Sunday, November 8, 2009

20 years on

In November 1989 I was 6 years old and no doubt thinking more about the lollies in my local shop than one of the most significant events of our generation.

20 years on from the fall of the Berlin Wall, what does it mean for me to have grown up in a post- Cold War world? I am a product of consumer capitalism, for better or worse. Be as it may that my political views tend to rally against the excesses and abuses of capitalism, I cannot for a minute deny that this much hated and much loved system is also responsible for the economic growth that has pulled many nations out of poverty. But of course it would be far too simplistic to put it like that. Inequality has generally soared throughout many parts of the world and the environmental cost of this beast are plain for all to see. However I continue to speak in platitudes. I am a mere law/anthropology graduate without any formal economic education. The closer I get to working on economics through my different jobs, the more I am flabbergasted by its complexity, by the necessity of trade but also the cruelty of it, by the need for competitiveness, but at what price, and the overall thing that seems to hit me is that you can´t be simplistic with economics. Who is to say that nationalising a company is bad for economics? Who is to say that private is necessarily bad or public is necessarily good? These are questions that rattle in my head and prick me constantly. They have for a long time, since working with the campaigners of Oxfam to witnessing the corruption of some Mexican unions to hearing the heartbreaking tales of Mexicans crossing the US-Mexico border in search for a future to feed their families. Sometimes I just say, oh sheesh! Bloody economics!!
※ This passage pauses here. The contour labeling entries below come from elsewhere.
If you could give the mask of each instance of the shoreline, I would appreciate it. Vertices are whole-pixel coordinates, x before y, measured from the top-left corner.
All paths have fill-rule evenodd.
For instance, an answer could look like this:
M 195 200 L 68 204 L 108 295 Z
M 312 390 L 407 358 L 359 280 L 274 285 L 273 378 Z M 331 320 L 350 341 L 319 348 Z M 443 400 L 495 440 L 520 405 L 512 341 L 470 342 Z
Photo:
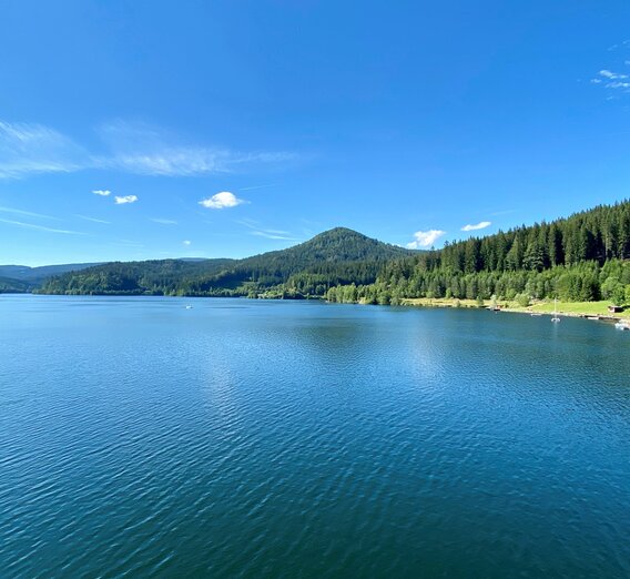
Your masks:
M 402 299 L 400 305 L 407 307 L 443 307 L 443 308 L 476 308 L 476 309 L 490 309 L 489 301 L 484 301 L 484 305 L 479 305 L 476 299 L 447 299 L 447 298 L 405 298 Z M 558 303 L 557 314 L 561 317 L 580 317 L 583 319 L 592 319 L 598 322 L 619 322 L 630 319 L 630 308 L 626 312 L 608 312 L 610 302 L 561 302 Z M 552 315 L 552 302 L 535 302 L 529 306 L 520 306 L 511 301 L 497 301 L 497 312 L 507 312 L 510 314 L 529 314 L 538 315 Z

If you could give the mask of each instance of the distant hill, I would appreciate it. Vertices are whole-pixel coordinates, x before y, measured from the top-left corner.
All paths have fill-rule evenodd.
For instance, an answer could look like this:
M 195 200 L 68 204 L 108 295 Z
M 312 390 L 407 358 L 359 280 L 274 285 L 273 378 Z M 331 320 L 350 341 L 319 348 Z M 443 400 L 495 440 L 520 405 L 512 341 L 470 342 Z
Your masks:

On occasion of this anniversary, the BBC has published an extremely interesting and ambitious survey of 29,000 people in 27 countries to gauge the general reflections on global capitalism. The report card shows a thumping disappointment with capitalism.
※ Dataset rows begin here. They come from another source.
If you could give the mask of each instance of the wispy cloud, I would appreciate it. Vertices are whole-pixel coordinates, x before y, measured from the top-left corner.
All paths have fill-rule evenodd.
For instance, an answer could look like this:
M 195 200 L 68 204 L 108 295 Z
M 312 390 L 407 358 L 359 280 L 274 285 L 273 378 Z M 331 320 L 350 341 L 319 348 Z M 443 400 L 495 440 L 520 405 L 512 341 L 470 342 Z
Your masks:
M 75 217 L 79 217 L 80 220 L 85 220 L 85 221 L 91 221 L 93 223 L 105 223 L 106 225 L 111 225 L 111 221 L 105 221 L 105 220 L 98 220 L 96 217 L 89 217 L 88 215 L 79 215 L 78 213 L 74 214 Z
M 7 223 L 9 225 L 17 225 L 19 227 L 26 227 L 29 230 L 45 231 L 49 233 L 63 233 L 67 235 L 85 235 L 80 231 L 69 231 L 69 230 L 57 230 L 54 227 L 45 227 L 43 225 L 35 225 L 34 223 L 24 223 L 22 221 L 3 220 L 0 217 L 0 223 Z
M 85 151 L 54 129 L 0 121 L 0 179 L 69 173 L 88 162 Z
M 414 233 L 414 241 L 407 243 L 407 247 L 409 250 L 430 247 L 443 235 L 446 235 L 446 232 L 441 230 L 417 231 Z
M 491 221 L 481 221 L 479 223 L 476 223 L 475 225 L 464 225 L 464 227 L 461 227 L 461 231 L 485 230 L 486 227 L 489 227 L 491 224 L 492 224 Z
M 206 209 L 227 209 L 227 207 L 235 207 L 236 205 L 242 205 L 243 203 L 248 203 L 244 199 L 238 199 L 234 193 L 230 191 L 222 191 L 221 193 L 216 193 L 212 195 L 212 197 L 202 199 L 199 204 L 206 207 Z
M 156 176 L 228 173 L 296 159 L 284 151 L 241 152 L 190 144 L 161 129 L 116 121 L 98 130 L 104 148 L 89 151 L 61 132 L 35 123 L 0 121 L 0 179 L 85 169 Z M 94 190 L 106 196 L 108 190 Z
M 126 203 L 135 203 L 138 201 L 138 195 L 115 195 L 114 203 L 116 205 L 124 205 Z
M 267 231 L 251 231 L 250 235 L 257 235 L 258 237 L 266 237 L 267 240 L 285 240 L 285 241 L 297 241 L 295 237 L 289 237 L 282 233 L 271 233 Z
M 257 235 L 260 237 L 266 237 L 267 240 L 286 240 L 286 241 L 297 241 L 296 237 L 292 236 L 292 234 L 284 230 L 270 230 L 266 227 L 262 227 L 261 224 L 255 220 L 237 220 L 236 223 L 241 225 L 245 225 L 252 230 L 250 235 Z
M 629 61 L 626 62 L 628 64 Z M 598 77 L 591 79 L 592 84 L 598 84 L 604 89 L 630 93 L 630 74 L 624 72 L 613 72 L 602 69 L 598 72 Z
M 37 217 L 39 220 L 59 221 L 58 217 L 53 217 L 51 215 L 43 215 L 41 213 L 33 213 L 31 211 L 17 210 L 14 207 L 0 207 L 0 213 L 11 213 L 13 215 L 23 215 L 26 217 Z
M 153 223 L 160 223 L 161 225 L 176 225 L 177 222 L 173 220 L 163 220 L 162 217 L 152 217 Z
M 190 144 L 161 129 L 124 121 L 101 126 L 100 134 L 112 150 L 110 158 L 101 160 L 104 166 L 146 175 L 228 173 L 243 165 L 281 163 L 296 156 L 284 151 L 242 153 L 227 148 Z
I would tend to go with the yellows here. Yep. Capitalism cannot be the best model we have, surely.



Based on this survey above, the Mexicans and French show up as deeply confused: they have the highest rate of disapproval for free-market capitalism, however both countries have given support to clearly right-wing governments. Oh but dammit, who is to say that free market capitalism is the monopoly of the right wing? O gawd, take me back to the class room now!